The bottom line here is that unless employers are advertising for a graduate trainee, they will only have vacancies for generic job roles with specific responsibilities. They want someone who fits the job description and who can get started in the business or organisation from day 1, to replace the person who left, or do the same work as someone who already works there and is too busy. In fact a recruiter or Human Resources Officer won’t take any time or trouble to try to understand your letter or CV; it will go straight into the Reject pile unless you come across in a familiar and acceptable way! So the critical first step in marketing yourself is to present yourself as a professional [fill in the blank], and have that role appear after your name on your CV. Choosing one or two roles to focus on in this way is an important psychological step, as well as a practical necessity in securing your first post-academic job.

Once you’ve decided on your shortlist of job roles, it doesn’t mean that you have to spend the rest of your life wearing one of those labels. The point is that the language of job titles is a bridge between skilled people on the one side, and the work that organisations need doing on the other. As a doctoral researcher who has already accomplished so many great things, you can perfectly well walk that bridge without giving up any of your personal integrity. The sooner you can decide upon a type of job, the sooner you can transition out of academia and get on with the rest of your life.

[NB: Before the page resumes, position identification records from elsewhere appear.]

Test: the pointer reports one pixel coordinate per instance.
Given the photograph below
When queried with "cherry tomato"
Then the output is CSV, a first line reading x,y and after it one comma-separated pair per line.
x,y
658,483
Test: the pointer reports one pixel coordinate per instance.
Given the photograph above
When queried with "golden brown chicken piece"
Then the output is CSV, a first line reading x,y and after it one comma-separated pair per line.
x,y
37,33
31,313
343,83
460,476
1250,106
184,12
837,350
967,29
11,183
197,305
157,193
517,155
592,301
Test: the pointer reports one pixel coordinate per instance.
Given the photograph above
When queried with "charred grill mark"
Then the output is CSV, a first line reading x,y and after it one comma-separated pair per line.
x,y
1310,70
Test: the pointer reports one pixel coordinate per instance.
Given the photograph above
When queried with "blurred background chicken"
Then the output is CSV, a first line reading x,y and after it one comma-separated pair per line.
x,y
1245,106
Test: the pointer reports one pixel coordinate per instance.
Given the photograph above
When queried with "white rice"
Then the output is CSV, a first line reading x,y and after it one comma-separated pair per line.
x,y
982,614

Take action now: After reading this post, take a quiet moment to list seven or eight mainstream job roles that appeal to you. Pick one or two that really stand out. Then take your CV and at the top, next to your name, write a dash and then the job role you’ve chosen. What does that look like? How does it make you feel?

Further reading – choosing your profession

Life after the PhD: 8 inspiring post-PhD interview websites, by Chris
Your job options after a PhD – in a diagram, by Chris
How to search for your ideal job outside academia, by Chris
How to research your target job sector, by Chris
How to find jobs advertised at PhDs, by Chris
How to get help and advice when applying for jobs outside academia, by Chris
Deciding who to work for after the PhD, by Chris
Project Management as a career path for PhDs, by Chris

I came across this great chapter on the subject of ‘Choosing what to do’ in Steve Chandler’s book Wealth Warrior. The restaurant menu analogy which Steve uses neatly emphasises that you have to choose a vocation; for most people, a vocation doesn’t automatically pop into your head! Many thanks to Steve for granting me permission to reproduce the chapter from his book here.

Check out Justin O’Hearn’s inspiring Storify article on PhDs Working Outside Academia. Some great first-hand examples of PhDs who have gone on to pursue careers as professional writers, educators, consultants, strategists and fundraisers.

About Chris

I've made the transition from a PhD in Medieval Studies, into a career in business, consulting and project management. But I want to give something back to the researcher community, and help everyone who's facing the challenge of finding work outside academia. Jobs on Toast is a way for me to share my insights and experience, helping you to make a successful career change. Use my five-step plan to get started right away!

2 thoughts on “‘But I don’t really know what I want to do!’

  1. Dear Chris,

    Another brilliant post! I wish I had access to this a few years ago when I was starting my career! Spot-on on the right choice of professional language to view and communicate one’s qualities, including the skills developed via a PhD. I shall deinitely recommend your blog entries to my PhD students!